Step 2: Preparing for Series Expansion
Before we can expand the function into a series, we need to rewrite it in a form amenable to series expansion. Specifically, we aim to rewrite it in the form \( \frac{1}{1 – r} \).
Step 2.1: Isolating the Constant Term
First, we isolate the constant term ‘5’ in the denominator:
\[ \frac{1}{5+x} = \frac{1}{5} \times \frac{1}{1 + \frac{x}{5}} \]
Step 2.2: Identifying the Common Ratio \( r \)
Here, we identify \( r \) as \( -\frac{x}{5} \). This allows us to rewrite the function as:
\[ \frac{1}{1 + \frac{x}{5}} = \frac{1}{1 – (-\frac{x}{5})} \]

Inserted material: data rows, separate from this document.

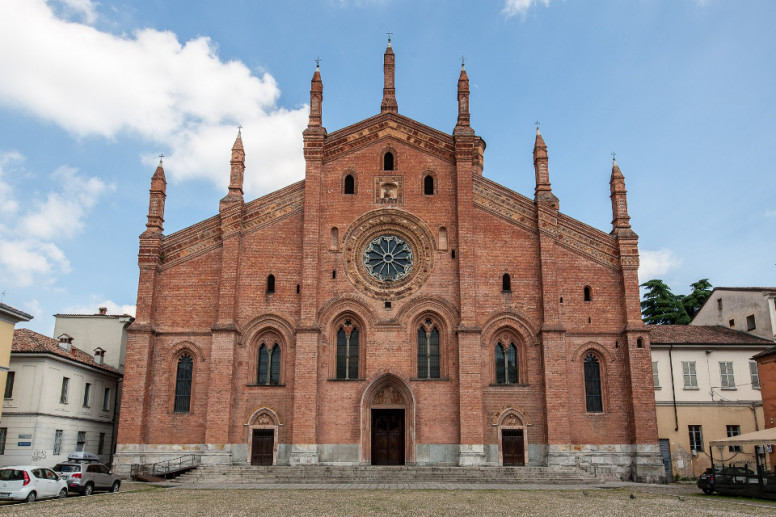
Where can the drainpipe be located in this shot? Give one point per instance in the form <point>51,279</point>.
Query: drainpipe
<point>673,389</point>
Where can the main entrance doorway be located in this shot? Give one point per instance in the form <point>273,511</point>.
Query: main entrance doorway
<point>387,437</point>
<point>262,446</point>
<point>512,447</point>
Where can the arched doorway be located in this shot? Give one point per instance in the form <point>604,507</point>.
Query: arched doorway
<point>388,422</point>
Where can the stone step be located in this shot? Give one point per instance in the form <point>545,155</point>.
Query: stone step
<point>320,474</point>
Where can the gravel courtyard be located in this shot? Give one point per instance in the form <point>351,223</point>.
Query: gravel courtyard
<point>154,501</point>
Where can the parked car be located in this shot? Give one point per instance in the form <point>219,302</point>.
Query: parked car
<point>85,477</point>
<point>706,482</point>
<point>28,483</point>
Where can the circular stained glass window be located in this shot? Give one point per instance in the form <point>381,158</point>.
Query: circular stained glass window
<point>388,258</point>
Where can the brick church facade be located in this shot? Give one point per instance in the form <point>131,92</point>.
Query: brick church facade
<point>394,307</point>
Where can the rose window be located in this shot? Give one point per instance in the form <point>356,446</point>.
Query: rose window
<point>388,258</point>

Step 3: Applying the Geometric Series Formula
Now that we have identified \( r \), we can use the geometric series formula \( 1 + r + r^2 + r^3 + \ldots \) to expand the function.
Step 3.1: Initial Expansion
We initially expand the function using the geometric series formula:
\[ \frac{1}{5} \times (1 – \frac{x}{5} + \left(\frac{x}{5}\right)^2 – \left(\frac{x}{5}\right)^3 + \ldots) \]
Step 4: Simplifying the Series
Each term in the series is simplified to make it easier to read and apply:
\[ \frac{1}{5} – \frac{x}{25} + \frac{x^2}{125} – \frac{x^3}{625} + \ldots \]
Step 5: Final Result
After all the steps, we arrive at the series representation for \( \frac{1}{5+x} \), which is \( \frac{1}{5} – \frac{x}{25} + \frac{x^2}{125} – \frac{x^3}{625} + \ldots \). This series is valid for \( |x| < 5 \).